Interviewer nummer twee, Emy Koopman, wilde van Hanna Bervoets weten of deze het nog steeds eng vindt een boek uit te brengen. Dat bleek het geval. Aan schrijven beleeft Bervoets veel plezier, maar aan het gedoe eromheen steeds minder. "Vijf jaar geleden zou ik nooit hebben gedacht dat dit uit mijn mond zou komen: 'Alweer een interview'."
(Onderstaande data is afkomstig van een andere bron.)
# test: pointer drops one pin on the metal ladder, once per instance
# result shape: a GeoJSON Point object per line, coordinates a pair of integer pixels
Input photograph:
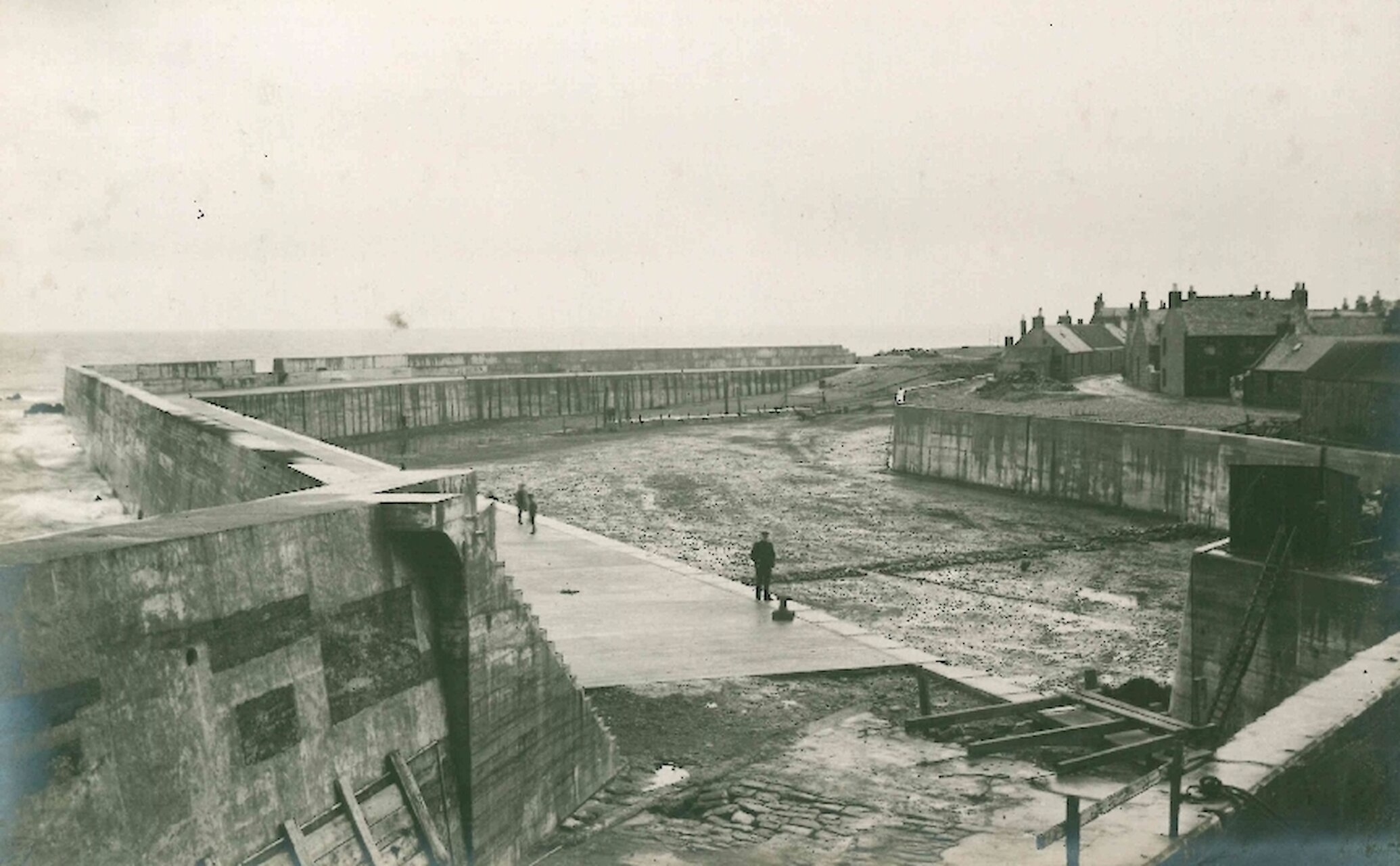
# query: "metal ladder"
{"type": "Point", "coordinates": [1270, 580]}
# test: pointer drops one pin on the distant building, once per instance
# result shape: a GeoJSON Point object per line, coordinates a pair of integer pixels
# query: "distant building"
{"type": "Point", "coordinates": [1065, 349]}
{"type": "Point", "coordinates": [1277, 380]}
{"type": "Point", "coordinates": [1143, 346]}
{"type": "Point", "coordinates": [1207, 341]}
{"type": "Point", "coordinates": [1351, 396]}
{"type": "Point", "coordinates": [1109, 316]}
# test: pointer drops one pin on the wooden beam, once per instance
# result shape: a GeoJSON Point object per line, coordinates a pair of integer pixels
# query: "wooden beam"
{"type": "Point", "coordinates": [422, 817]}
{"type": "Point", "coordinates": [998, 711]}
{"type": "Point", "coordinates": [362, 830]}
{"type": "Point", "coordinates": [1127, 711]}
{"type": "Point", "coordinates": [1117, 753]}
{"type": "Point", "coordinates": [1056, 736]}
{"type": "Point", "coordinates": [1106, 804]}
{"type": "Point", "coordinates": [298, 842]}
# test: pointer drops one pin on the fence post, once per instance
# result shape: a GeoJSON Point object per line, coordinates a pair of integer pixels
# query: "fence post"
{"type": "Point", "coordinates": [1071, 831]}
{"type": "Point", "coordinates": [1173, 820]}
Auke Hulst vertelde op zijn beurt over een 'complete disconnect' tussen het leven dat een schrijver met een boek heeft en het leven dat het boek daarna gaat leiden. "De ergste periode is het moment vlak voordat ik het inlever en de drie maanden nadat het is uitgekomen, de periode waarin je er geen controle meer over hebt. En het stomme is, dat als het heel goed gaat, dat je het niet echt gelooft."

Heel openhartig allemaal. Maar als je maanden achtereen vanuit 'de culturele sector' hebt horen roepen hoe erg het is dat 'zij wel' open mogen en 'wij niet' en hoe onrechtvaardig dat is, en 'niet uit te leggen', dan is vijftien euro voor zoveel oprechtheid iets te veel van het goede.

Bovenstaande wil niet zeggen dat er zaterdagavond 'niets aan' was. Gedurende twee uur werd er zoveel gezegd, aangeraakt en vervolgens genuanceerd dat het welbeschouwd onmogelijk is de complete avond op deze plek recht te doen. Vandaar dat alle betrokkenen, de uitgenodigde schrijvers voorop, door mij tekort worden gedaan.

Bakker maakte een behoorlijk montere indruk en was bij vlagen zelfs grappig. Vooral toen hij onthulde dat het motto voorin zijn nieuwe roman De kapperszoon, het titellied van de tv-kinderserie Beertje Colargol, is opgenomen als sneer naar schrijvers die motto's opnemen van Ludwig Wittgenstein, Sylvia Plath et cetera.

Op weg naar huis wilde ik van mijn medeganger weten wat zij interessant had gevonden aan Het kleine gebeuren. Ze vatte daarop samen wat door Bervoets en Hulst was gezegd over de populariteit van science fiction onder Nederlandse schrijvers in Nederland op dit moment. Hulst toonde zich, ietwat beschroomd, beroofd van zijn niche en merkte voorzichtig op 'dat schrijvers een zekere kennis moeten hebben van wat er al is om niet alle open deuren in te trappen'.

Hanna Bervoets had stilgestaan bij de ondergeschikte positie van science fiction, toekomstverhalen en speculatieve fictie in het Nederlandse boekenvak. "In Nederland heb je literatuur en je hebt genreboeken. Genreboeken worden niet besproken – dat heeft te maken met het onderscheid tussen hoge en lage literatuur. Science fiction zijn genreboeken = lagere literatuur."  

Mij was van de avond vooral het antwoord van Bakker bijgebleven op de vraag 'of hij iemand is geworden door een boek te schrijven'. "Misschien was het ooit mijn doel, maar ik heb inmiddels gemerkt dat het voor mij zo niet werkt", had hij geantwoord. Met daarna een grote relativering van de literatuur: "We hebben het er bij ons thuis wel eens over als er weer een boek van mij uitkomt: Er komt weer een boek! En dan verschijnen de volgende dag nog tien andere boeken."